Mono printing is quicker than a lot of the competition, with up to 20ppm output. First page mono prints are equally impressive (as little as 12 seconds), although things slow down to more average levels for colour and photo printing.

Picture this

You'd expect any printer with a PictBridge port to be pretty handy at photo printing. Even though Minolta pulled out of the camera business last year, its photographic heritage is evident in the 2530DL. The printer uses the company's Simitri polymerised toner that gave superb photographic results in our tests, even on standard plain paper and card.

Photo prints had rich, vibrant, yet accurate colour, while there was plenty of detail retained in highlight and lowlight areas alike. Back on workaday printing tasks, mono text was crisp and colour graphics had bags of impact.

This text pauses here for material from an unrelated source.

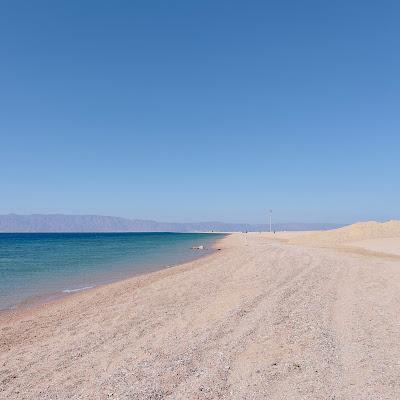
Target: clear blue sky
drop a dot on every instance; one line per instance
(201, 110)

In contrast to its print quality, running costs can feel difficult to stomach with the 2530DL. In time-honoured tradition the printer ships with low-yield cartridges that only last for about 1,500 pages. After that, a full set of high-yield cartridges costs about £360 - practically twice the price of the printer itself.

Furthermore, although the printer works out reasonably frugal in ongoing toner costs (if you do buy the high-yield cartridges option), the imaging unit only lasts for about 11,000 colour prints and costs a further £119 to replace. To put it another way, the imaging unit adds an extra penny onto the cost of every colour print.

All things considered, the Konica Minolta 2530DL is still a very good buy. It's slightly sluggish for colour document printing, but quick for mono and great for photos. It's compactness makes it perfect for home and small office use and the printer itself is great value for money.

Even the running costs can be reasonable once you get over the shock of your first set of high-yield toner cartridges.